Atualmente, a Constituição Federal do Brasil garante, no artigo 6º, o acesso de cada homem, mulher ou criança, não só ao alimento, como também aos meios necessários para obter esses alimentos de forma permanente, sustentável e emancipatória. De acordo com a Lei Orgânica de Segurança Alimentar e Nutricional – LOSAN – de Nº 11.346/2006, todo ser humano tem direito a uma alimentação saudável, acessível, de qualidade, em quantidade suficiente e de modo permanente.

Com o intuito de articular a concretização desse direito, a LOSAN instituiu o Sistema Nacional de Segurança Alimentar e Nutricional – SISAN – que possui um caráter intersetorial, reunindo diversos setores de governo e da sociedade civil com o propósito de promover programas e ações que garantam o Direito Humano à Alimentação Adequada (DHAA) em todo o Brasil. Além disso, o SISAN tem as funções de monitorar e avaliar as mudanças que ocorreram na área de alimentação e nutrição, assim como verificar o impacto dos programas e ações de segurança alimentar e nutricional.
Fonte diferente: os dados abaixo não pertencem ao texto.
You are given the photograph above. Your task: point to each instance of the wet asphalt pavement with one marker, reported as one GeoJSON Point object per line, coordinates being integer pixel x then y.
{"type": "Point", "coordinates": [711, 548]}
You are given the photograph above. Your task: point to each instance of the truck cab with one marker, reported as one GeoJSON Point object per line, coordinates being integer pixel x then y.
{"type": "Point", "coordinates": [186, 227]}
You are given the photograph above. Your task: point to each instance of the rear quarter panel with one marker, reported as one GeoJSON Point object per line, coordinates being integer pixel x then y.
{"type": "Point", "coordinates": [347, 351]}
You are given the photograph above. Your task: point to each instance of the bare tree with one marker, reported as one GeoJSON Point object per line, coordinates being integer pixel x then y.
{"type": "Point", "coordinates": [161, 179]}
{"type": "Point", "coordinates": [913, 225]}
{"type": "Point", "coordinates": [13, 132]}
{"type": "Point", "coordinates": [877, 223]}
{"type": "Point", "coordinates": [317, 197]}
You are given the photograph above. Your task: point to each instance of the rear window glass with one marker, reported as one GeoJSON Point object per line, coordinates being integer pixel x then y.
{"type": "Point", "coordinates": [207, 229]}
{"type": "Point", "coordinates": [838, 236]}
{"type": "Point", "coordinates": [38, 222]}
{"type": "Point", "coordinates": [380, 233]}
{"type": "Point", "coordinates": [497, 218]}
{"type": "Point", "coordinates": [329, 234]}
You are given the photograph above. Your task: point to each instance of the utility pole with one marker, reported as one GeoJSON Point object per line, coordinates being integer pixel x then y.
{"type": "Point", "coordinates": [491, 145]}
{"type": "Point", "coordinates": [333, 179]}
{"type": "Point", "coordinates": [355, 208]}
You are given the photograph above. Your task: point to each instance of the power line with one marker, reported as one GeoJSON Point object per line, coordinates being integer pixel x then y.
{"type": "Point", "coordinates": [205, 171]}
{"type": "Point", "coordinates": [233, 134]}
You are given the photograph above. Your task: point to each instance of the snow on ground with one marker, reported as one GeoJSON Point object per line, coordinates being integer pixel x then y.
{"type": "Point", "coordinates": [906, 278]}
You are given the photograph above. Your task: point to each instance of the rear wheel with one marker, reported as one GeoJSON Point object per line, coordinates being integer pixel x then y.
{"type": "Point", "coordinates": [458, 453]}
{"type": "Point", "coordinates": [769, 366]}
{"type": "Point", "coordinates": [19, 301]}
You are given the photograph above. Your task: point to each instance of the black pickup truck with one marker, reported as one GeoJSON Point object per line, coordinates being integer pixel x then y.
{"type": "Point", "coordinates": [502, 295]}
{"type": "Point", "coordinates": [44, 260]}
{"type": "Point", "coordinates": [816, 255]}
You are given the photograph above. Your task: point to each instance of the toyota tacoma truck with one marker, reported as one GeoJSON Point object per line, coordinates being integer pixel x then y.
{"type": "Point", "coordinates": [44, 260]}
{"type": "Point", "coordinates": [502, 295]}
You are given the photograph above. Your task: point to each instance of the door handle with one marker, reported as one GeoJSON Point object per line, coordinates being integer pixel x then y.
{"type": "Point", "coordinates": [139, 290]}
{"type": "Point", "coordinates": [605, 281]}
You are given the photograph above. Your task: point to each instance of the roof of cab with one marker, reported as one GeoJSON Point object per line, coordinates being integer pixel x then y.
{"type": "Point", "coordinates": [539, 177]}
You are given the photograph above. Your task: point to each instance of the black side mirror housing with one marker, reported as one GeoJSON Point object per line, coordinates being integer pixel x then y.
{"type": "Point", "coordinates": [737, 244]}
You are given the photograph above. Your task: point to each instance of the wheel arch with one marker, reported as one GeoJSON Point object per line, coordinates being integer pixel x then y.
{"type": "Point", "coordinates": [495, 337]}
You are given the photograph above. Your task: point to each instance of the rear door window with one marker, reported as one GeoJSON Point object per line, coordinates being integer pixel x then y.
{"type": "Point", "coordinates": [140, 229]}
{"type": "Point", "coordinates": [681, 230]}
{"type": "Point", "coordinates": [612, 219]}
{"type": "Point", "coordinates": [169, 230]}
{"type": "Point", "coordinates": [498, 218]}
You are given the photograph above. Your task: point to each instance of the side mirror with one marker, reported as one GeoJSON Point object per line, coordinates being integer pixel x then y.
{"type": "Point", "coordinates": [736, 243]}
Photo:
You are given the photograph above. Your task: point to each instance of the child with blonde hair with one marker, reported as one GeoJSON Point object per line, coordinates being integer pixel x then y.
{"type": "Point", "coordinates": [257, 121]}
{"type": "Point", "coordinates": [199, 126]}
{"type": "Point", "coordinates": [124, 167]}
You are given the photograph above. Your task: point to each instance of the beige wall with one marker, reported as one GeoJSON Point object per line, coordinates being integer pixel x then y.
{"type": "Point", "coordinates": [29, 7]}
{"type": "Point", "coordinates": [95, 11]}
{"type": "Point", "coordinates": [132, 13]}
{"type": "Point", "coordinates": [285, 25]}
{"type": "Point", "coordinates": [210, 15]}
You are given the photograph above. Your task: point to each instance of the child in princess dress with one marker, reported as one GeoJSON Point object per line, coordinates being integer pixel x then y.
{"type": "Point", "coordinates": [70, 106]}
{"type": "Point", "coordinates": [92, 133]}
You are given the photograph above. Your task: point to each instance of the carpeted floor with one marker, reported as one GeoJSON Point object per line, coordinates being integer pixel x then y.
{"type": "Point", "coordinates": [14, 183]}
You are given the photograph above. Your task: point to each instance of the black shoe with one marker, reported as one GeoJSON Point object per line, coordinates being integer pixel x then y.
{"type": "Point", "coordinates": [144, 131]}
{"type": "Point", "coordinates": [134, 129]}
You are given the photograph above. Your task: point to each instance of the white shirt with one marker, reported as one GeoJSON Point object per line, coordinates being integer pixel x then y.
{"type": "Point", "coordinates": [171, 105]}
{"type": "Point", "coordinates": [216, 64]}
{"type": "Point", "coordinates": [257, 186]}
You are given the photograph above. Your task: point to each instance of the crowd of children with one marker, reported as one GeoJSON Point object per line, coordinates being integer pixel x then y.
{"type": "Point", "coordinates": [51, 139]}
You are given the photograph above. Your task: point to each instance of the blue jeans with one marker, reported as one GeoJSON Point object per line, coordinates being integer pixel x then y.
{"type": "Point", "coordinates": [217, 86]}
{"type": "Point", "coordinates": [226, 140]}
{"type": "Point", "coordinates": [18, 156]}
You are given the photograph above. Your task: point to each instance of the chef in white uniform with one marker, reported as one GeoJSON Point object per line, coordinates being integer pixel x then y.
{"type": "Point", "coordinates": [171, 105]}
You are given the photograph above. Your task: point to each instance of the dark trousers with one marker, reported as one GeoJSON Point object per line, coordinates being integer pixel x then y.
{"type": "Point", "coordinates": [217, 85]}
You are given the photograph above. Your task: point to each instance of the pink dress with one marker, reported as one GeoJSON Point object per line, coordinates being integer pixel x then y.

O SISAN é composto por: Conferências de Segurança Alimentar e Nutricional, em âmbitos nacional, estadual e municipal; Conselhos de Segurança Alimentar e Nutricional – CONSEA – em níveis federal, estadual e municipal; Câmara Interministerial de Segurança Alimentar e Nutricional – CAISAN (âmbito nacional) e Câmaras Intersetoriais de Segurança Alimentar e Nutricional (nos estados e municípios); orgãos e entidades de Segurança Alimentar e Nutricional da União, dos Estados, do Distrito Federal e dos Municípios; instituições privadas, com ou sem fins lucrativos.

Apesar de todos esses esforços não é difícil encontrar parte da população brasileira vivendo em situações de fome e desigualdades, inclusive em Pernambuco. Em 2011, o governo do Estado realizou, por meio de uma pesquisa, um mapeamento da situação de insegurança alimentar e nutricional (InSan) na região. Na ocasião, foram identificadas as áreas de maior risco e caracterizada a população a qual estão direcionadas as atenções para a modificação de perfil da InSan no Estado.

O secretário executivo do Conselho Estadual de Segurança Alimentar e Nutricional (Consea/PE), Nathanael Maranhão Vale, defende uma atuação em parceria com a sociedade civil organizada para a efetivação de uma política de segurança alimentar e nutricional. Neste sentido, o PSAN/PE tem muito a contribuir. “A própria ideia que o PSAN traz sobre si tem uma envergadura política extraordinária de um conserto do diálogo entre os principais movimentos sociais que estão envolvidos com a questão da terra”, explicou Valle.

A instituição da qual, Nathanael Maranhão Vale faz parte – Caisan – foi criada a partir das demandas da 4ª Conferência Estadualde Segurança Alimentar, quando foram elencadas uma série de prioridades estaduais. “A Caisan transformou isso (as prioridades) num plano, dando concretude às ideias. É a primeira vez no Brasil que a gente tem uma política nacional de segurança alimentar e um plano estadual de segurança alimentar. Estamos na fase de construção dos planos municipais. O nosso desafio agora é trazer o município para o processo porque o sistema se concretizará quando a gente tiver a participação municipal, pois no município é onde eu existo e moro”, disse o conselheiro.

Atualmente, Pernambuco possui 62 conselhos municipais de segurança alimentar (Comsea), sendo realizadas 25 conferências municipais, que deixam as cidades aptas a construir o plano municipal de segurança alimentar. O Estado possui ainda três câmaras temáticas: a comissão de produção e comércio, a comissão do direito humano e a comissão de educação.

por Manuela Paixão | Jornalista Cáritas Brasileira Regional NE2.